His whole body hurt, and speech, even breathing, was impossible. He knew he was on the thin, ragged edge of blacking out, but he held the turn as his compass reading spun through the numbers … one-ninety … two hundred … two-ten … The threat warning was
off. The enemy missile had been decoyed by the chaff … or simply missed, unable to correct for Tombstone’s wild maneuver.
And then the other plane was ahead, crossing from left to right with his belly facing Tombstone’s F-14. The Indian Mig had held his own left turn a hair too long and was still in the break. Tombstone had snapped around in the unexpected maneuver and slid into position for a launch.
It was a tough shot … as tough as the one the Indian flyer had tried a moment earlier.
Blinking against blurred vision, willing the pain in his throbbing head to subside, Tombstone dropped his targeting pipper across the Mig. No … too close, even for Sidewinders. He would have to go for guns.

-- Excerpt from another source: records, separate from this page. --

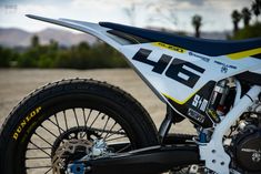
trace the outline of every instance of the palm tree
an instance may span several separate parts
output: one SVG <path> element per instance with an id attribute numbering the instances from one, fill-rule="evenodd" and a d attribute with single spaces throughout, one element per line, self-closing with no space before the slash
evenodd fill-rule
<path id="1" fill-rule="evenodd" d="M 200 27 L 202 25 L 202 17 L 199 14 L 194 14 L 192 17 L 192 25 L 195 30 L 194 37 L 200 38 Z"/>
<path id="2" fill-rule="evenodd" d="M 244 27 L 248 27 L 251 20 L 251 12 L 248 8 L 242 9 L 242 18 L 243 18 Z"/>
<path id="3" fill-rule="evenodd" d="M 238 10 L 234 10 L 231 14 L 233 24 L 234 24 L 234 33 L 239 30 L 239 22 L 241 20 L 241 14 L 238 12 Z"/>
<path id="4" fill-rule="evenodd" d="M 252 3 L 251 10 L 253 11 L 257 22 L 258 22 L 258 17 L 260 16 L 260 12 L 261 12 L 261 0 L 255 0 Z"/>

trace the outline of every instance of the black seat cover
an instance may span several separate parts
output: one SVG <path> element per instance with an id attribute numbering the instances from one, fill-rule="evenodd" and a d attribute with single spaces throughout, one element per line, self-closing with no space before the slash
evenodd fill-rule
<path id="1" fill-rule="evenodd" d="M 100 22 L 99 24 L 109 29 L 144 38 L 153 42 L 164 42 L 210 57 L 224 55 L 261 48 L 261 38 L 240 41 L 221 41 L 209 39 L 195 39 L 192 37 L 181 37 L 167 32 L 134 28 L 111 22 Z"/>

The Indian was rolling toward him now … had seen him, less than a thousand yards away. Tombstone turned to keep with him, letting the target reticle lead the Mig.
Tombstone’s sharp eyes picked out the hull number: 401.
He also spotted something else. There were no missiles slung beneath the Mig’s wings. The radar-homer he’d just popped at Tombstone had been his last one. Possibly there’d not been time to rearm when he’d landed earlier. Or possibly he’d loosed five of his six AAMS earlier in the fight.
Mig and Tomcat closed with one another. At two hundred yards, Tombstone could see the other pilot, his helmet visor back. He was making no effort to escape but was watching Tombstone’s approach with what could only be described as professional interest.
The guy knew Tombstone had him and was waiting to die.
Tombstone shook his head. What was it Army had always said. Chivalry gets you dead.
True enough, and the Mig pilot still had his cannon. Still, there came a time when there was simply no point in further slaughter. The Indian Mig pilot was an opponent now, not an enemy … and there was a sharp difference between the two. Tombstone waggled his wings in salute … then broke left, passing behind the other plane close enough to feel the shudder of his jet stream.